Using SDD for legacy systems it’s possible, but often involves additional overhead (reverse-engineering context, refactoring prior to spec), which takes some time, needs review and the AI might not be able to reverse-engineer all the requirements and business needs.
 

Tooling maturity, consistency & reproducibility

When applying spec-driven development (SDD) in practice, one of the biggest hurdles is the maturity and predictability of the tools and AI agents involved. First, teams run into reproducibility issues: unlike a traditional compiler where the same input and settings reliably produce the same output, AI-based generation does not guarantee this. As one practitioner puts it, “output varies across tools and models. The same spec will produce different code from different agents.”
 
Another critical limitation is context and scope. Large or complex specifications, big codebases, numerous files and dependencies can exceed an agent’s effective context window or lead to “context blindness” where the AI misses earlier constraints or architectural rules. The result: generated code works but does not meet the underlying intent or integration requirements.
The tooling ecosystem itself is still evolving. Many of the frameworks and agents branded for SDD are experimental, with frequent breaking changes, limited support, and few established best practices. Teams adopting SDD thus face risks of tool fatigue, migration pain, inconsistent workflows and lacking documentation or community guidance.
 
Finally, the measurement and feedback layer is underdeveloped. How do you quantify the benefit of SDD plus AI tooling? What metrics show defect reduction, velocity improvement, or spec-to-code alignment? These questions remain largely unanswered in published practice.
Without robust feedback loops, teams may adopt SDD with hype rather than clarity.
 

Skills, culture and change management

Finally, adopting SDD requires changes in how teams work: writing specs becomes a more central task, humans shift roles, AI becomes part of the flow. The skills and culture of teams may need to adapt. Some limitations here:
  • Writing good, actionable specs is hard.

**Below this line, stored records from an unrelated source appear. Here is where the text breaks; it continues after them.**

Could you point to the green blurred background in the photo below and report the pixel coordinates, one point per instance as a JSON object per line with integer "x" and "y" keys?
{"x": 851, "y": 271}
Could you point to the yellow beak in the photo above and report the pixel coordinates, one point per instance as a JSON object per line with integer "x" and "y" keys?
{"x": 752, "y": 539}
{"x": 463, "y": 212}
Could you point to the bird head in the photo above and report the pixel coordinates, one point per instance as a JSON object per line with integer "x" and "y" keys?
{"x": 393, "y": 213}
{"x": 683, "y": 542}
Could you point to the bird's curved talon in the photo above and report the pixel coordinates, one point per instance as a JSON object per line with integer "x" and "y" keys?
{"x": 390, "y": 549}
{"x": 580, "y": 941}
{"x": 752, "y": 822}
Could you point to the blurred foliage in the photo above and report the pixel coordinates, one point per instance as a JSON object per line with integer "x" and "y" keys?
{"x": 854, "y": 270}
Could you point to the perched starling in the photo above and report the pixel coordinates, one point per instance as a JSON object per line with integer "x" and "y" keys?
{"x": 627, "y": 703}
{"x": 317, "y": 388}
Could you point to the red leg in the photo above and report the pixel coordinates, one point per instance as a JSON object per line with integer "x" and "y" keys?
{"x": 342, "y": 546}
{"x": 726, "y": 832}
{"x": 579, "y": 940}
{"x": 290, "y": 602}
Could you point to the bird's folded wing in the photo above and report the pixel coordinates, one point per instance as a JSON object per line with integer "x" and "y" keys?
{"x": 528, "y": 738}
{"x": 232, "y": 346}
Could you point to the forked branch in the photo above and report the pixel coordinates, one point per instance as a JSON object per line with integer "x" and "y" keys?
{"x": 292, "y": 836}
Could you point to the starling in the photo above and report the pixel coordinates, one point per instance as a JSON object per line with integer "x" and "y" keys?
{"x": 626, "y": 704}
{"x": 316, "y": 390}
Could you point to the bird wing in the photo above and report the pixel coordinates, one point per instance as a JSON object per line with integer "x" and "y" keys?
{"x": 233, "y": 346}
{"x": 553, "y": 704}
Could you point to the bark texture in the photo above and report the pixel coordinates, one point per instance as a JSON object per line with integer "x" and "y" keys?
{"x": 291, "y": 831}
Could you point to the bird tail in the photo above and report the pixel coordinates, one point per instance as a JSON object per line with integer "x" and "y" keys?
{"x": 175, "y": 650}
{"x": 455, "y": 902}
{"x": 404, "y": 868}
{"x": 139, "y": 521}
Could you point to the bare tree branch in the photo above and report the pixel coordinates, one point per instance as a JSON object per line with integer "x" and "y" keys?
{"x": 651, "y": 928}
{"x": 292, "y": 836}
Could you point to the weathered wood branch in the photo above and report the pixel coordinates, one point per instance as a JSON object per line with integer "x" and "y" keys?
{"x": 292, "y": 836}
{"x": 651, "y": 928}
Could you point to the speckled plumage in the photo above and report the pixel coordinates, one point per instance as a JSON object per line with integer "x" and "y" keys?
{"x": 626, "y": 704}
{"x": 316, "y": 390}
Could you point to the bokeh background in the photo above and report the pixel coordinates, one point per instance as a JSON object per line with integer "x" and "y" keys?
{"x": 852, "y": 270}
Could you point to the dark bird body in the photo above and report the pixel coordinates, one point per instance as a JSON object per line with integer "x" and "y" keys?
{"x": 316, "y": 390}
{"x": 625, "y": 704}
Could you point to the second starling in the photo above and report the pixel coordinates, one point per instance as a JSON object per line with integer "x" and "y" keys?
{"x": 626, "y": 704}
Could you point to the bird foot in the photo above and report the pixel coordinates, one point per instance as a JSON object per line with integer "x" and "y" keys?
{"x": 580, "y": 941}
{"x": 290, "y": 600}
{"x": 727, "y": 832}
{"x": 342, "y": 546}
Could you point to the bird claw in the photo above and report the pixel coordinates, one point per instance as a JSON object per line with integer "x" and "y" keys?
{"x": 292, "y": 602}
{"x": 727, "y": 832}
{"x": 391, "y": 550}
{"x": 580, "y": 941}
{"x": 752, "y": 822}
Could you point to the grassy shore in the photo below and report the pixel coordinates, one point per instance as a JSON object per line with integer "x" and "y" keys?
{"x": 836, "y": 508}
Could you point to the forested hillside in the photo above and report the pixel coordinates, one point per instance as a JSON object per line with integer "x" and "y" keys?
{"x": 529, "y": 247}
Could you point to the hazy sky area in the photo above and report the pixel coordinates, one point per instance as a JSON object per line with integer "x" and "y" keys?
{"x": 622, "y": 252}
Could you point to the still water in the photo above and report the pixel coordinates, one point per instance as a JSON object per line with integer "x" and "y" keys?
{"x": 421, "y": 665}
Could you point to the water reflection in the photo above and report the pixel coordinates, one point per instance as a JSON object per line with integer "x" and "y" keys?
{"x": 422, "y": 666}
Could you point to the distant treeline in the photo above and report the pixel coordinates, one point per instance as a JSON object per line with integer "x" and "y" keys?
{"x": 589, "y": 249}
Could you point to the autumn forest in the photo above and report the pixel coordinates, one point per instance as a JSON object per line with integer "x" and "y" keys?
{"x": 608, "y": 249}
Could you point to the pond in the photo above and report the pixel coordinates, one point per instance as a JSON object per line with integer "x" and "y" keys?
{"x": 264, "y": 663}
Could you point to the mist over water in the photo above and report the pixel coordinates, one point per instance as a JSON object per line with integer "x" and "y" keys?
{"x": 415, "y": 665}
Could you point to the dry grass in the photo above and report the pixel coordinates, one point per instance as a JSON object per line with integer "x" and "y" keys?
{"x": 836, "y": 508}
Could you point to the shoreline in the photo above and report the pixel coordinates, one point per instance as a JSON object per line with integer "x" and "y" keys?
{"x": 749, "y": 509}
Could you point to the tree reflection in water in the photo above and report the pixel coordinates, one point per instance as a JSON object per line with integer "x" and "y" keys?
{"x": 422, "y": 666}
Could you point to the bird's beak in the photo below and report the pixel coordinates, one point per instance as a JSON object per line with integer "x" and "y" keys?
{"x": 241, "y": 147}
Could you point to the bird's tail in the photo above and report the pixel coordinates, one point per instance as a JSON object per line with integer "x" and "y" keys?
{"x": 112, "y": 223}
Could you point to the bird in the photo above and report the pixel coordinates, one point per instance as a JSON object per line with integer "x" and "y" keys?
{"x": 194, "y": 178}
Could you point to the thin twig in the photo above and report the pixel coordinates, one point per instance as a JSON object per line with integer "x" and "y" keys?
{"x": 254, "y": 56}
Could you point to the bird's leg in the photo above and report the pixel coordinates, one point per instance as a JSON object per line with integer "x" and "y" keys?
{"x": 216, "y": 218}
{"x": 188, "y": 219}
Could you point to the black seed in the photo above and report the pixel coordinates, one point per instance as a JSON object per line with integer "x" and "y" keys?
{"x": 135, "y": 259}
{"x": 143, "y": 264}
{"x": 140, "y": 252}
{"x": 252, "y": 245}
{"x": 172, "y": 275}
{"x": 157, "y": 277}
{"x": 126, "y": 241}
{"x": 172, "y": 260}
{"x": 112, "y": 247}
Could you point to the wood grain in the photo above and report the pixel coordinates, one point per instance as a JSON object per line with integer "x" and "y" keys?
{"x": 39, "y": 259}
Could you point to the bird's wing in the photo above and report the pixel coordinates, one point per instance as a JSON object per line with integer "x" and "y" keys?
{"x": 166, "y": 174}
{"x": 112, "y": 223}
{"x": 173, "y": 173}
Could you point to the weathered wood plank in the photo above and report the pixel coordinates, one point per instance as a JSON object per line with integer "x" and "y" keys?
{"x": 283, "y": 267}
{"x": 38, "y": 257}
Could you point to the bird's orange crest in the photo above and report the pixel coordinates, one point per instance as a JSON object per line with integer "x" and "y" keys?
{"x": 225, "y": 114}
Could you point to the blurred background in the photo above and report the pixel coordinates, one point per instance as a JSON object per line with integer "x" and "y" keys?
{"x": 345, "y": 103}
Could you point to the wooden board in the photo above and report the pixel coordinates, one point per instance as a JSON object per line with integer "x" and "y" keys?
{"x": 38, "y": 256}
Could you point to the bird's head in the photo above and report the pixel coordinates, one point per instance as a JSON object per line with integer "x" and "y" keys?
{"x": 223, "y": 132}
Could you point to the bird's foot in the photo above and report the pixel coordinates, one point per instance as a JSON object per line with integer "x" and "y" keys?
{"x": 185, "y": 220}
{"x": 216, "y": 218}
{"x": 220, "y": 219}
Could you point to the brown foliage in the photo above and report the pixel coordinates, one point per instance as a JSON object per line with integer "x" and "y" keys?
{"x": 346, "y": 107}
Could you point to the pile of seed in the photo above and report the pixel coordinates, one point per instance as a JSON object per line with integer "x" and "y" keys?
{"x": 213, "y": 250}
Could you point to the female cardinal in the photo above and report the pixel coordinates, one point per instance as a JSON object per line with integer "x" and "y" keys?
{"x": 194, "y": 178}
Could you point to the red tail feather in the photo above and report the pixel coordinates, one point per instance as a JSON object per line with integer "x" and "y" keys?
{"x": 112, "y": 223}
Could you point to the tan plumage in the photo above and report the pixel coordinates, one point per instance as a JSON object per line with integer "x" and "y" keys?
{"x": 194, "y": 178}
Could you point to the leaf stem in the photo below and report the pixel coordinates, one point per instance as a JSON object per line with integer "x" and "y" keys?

Not all product owners, architects or developers currently have that skill set.
  • Teams may resist the perceived overhead of spec writing.
  • New roles or responsibilities (e.g., “spec owner”, “AI-agent reviewer”) might not yet exist in many orgs.
  • There is risk of over-reliance on AI output or under-review.
  • There is a learning curve for the team to adopt and learn how to use properly these tools, so teams or specific team members might resist the change

Summary

Spec-Driven Development is a compelling evolution of how we work with AI in software engineering: we move from ad-hoc “vibe-coding” toward a structured workflow: specify → plan → tasks → implement, with AI as collaborator and humans as reviewers. But it is not yet fully matured.
Even though there are limitations the future is bright: we can expect lightweight modes, better collaboration tooling, living specs/contracts, brownfield integration, agile-friendly workflows, mature metrics, and teams fully trained in the new way of working.